Karl-Theodor zu Guttenberg - Über den Schatten springen - mehr als nur eine absonderliche Turnübung
Vor einigen Tagen begegnete ich bei einem Spaziergang einem Mann. Unablässig redete er auf seinen kleinen Sohn ein. Im prallen Sonnenlicht. Er schien ihn von etwas überzeugen zu wollen.
„Du musst nur über Deinen Schatten springen!“
„Was?“
„Über den Schatten springen. Das sagt man so. Trau Dich endlich.“
Der Junge nahm es wörtlich und tat, wie ihm geheißen. Zumindest versuchte er es. Eine Weile sah sich der Vater die erfolglosen Hüpfer an. Sichtlich ungerührt.
„Das funktioniert nicht“, klagte der Bub frustriert.
„Natürlich nicht. Das habe ich auch nicht gemeint.“
Sein Sohn blickte ihn mit einer Mischung aus Verachtung und Hilflosigkeit an. Fast, als ob er um die Freigabe zur Adoption ersuchen würde.
Dann nahm er Anlauf und sprang mit einem Jauchzer über den Schatten seines Vaters.
Der Mann hinterließ nicht den Eindruck, als hätte er die tiefere Bedeutung dieses Augenblickes erkannt.
Ich durfte viele Zeitgenossen kennenlernen, denen es nie gelingen wollte, über die Schatten ihrer unmittelbaren Umgebung hinwegzukommen. Auch jene ihrer Vergangenheit und eingebildeten Zukunft. Getrieben von Erwartungen und Konventionen.
Jeder Mensch wirft Schatten. Auf sich und andere. Und es gibt wohl kaum ein Leben, auf das sich nicht irgendwann größere Schatten legen.
Die eigene Projektion ist aber bei weitem die komplexeste und (wenigstens physisch) unüberwindbar.
Selbst wenn man glaubt, den Sprung gemeistert zu haben, greift die Klaue des Schattens im letzten Moment unerbittlich zu.
Gleichzeitig bietet die deutsche Redewendung aber mehr als nur eine absonderliche Turnübung.
Sie geht auf den alten Glauben zurück, der Schatten einer Person sei mit ihr so untrennbar verwachsen wie der Charakter.
Irgendwie ist es bezeichnend, wie unser Kulturkreis den (auch positiven) Umstand, über die eigenen Grenzen hinauszugehen, mit einem Bild der Unmöglichkeit belegt.
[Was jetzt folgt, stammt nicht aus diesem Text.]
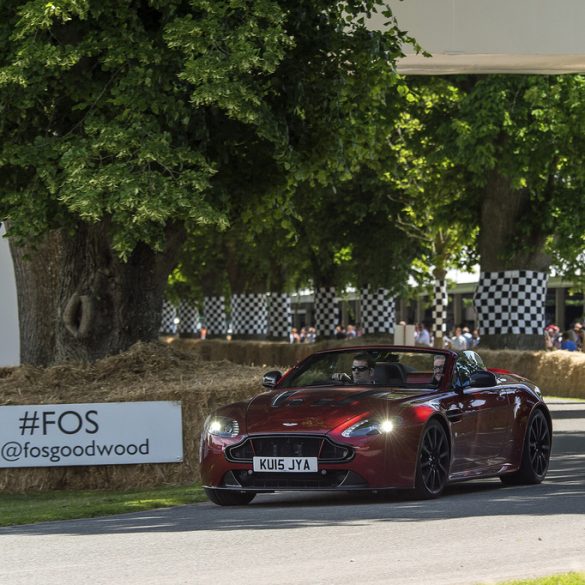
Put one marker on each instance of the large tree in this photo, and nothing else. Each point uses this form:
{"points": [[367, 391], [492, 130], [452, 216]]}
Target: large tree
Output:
{"points": [[513, 146], [124, 123]]}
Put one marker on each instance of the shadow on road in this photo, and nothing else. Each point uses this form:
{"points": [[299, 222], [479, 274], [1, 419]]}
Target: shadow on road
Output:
{"points": [[563, 492]]}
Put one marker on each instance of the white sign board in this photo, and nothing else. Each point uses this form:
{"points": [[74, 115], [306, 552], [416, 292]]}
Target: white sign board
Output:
{"points": [[113, 433]]}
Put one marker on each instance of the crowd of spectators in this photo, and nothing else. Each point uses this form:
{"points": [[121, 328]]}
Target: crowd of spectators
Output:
{"points": [[460, 338], [573, 339]]}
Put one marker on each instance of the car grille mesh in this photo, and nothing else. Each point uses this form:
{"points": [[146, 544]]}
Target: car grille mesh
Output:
{"points": [[289, 446]]}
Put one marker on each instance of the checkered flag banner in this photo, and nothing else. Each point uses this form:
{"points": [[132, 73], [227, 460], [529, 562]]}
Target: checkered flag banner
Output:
{"points": [[326, 311], [378, 311], [167, 324], [249, 314], [188, 314], [511, 302], [439, 312], [279, 315], [214, 313]]}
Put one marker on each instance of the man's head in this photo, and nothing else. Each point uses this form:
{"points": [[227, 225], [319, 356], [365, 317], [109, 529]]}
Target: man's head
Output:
{"points": [[438, 367], [362, 368]]}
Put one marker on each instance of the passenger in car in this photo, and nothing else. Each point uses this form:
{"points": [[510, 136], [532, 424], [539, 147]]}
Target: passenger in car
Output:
{"points": [[362, 369], [438, 369]]}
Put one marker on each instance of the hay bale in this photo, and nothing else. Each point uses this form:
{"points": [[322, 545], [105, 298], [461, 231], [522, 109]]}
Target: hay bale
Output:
{"points": [[202, 375], [146, 372]]}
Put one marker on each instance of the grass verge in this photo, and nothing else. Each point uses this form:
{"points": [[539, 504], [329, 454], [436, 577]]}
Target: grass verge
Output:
{"points": [[33, 507]]}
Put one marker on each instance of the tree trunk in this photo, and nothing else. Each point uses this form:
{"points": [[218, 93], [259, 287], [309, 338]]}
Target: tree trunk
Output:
{"points": [[511, 254], [78, 301]]}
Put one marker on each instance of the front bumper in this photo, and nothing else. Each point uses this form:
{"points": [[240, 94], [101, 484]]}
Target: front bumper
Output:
{"points": [[352, 464]]}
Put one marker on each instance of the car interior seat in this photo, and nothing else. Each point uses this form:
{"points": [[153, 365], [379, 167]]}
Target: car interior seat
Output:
{"points": [[389, 374]]}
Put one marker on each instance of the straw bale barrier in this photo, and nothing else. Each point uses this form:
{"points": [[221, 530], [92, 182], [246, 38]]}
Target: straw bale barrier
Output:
{"points": [[202, 375], [147, 372]]}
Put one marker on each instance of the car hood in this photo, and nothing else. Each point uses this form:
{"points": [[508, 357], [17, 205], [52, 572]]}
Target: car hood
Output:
{"points": [[320, 409]]}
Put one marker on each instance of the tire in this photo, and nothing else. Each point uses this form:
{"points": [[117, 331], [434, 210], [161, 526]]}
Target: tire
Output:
{"points": [[535, 453], [229, 497], [432, 466]]}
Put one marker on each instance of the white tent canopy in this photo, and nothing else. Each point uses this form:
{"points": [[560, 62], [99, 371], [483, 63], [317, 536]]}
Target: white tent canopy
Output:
{"points": [[492, 36]]}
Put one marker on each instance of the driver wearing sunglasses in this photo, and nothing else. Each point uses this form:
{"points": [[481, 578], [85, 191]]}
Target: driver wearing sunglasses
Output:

Ein Ausdruck unserer Risikoscheu? Vielleicht. Manche Vorstellungskraft endet in der Warnung, nicht „über die eigenen Füße zu stolpern.“ Die Schadenfreude, wenn es dann doch geschieht, ist oftmals bereits eingepreist.
Im englischen Sprachgebrauch gibt es dagegen keine poetischen Verrenkungen um die eigene Silhuette.
Dort spricht man realitätsnäher von „to step out of one’s comfort zone” oder „to get out of one’s own way”.
Als Joe Biden unlängst seinen Rückzug von der Präsidentschaftskandidatur ankündigte, übten sich einige deutsche Kommentatoren in typisch lebensbequemer Galligkeit: er sei nun endlich über seinen Schatten gesprungen.
Warum sollte er? Nur um jenen zu genügen, die glauben, alle Fliehkräfte der Führung einer Weltmacht abschätzen zu können? Kaum. Eher hat er sich seinem Schatten gebeugt. Über ihn gesprungen ist eine andere. Kamala Harris.
Den oben geschilderten Spaziergang hat es übrigens nie gegeben. Nur in meinen Gedanken. Vor einiger Zeit. Als ich mir selbst begegnete. In meiner Rolle als Vater und Sohn.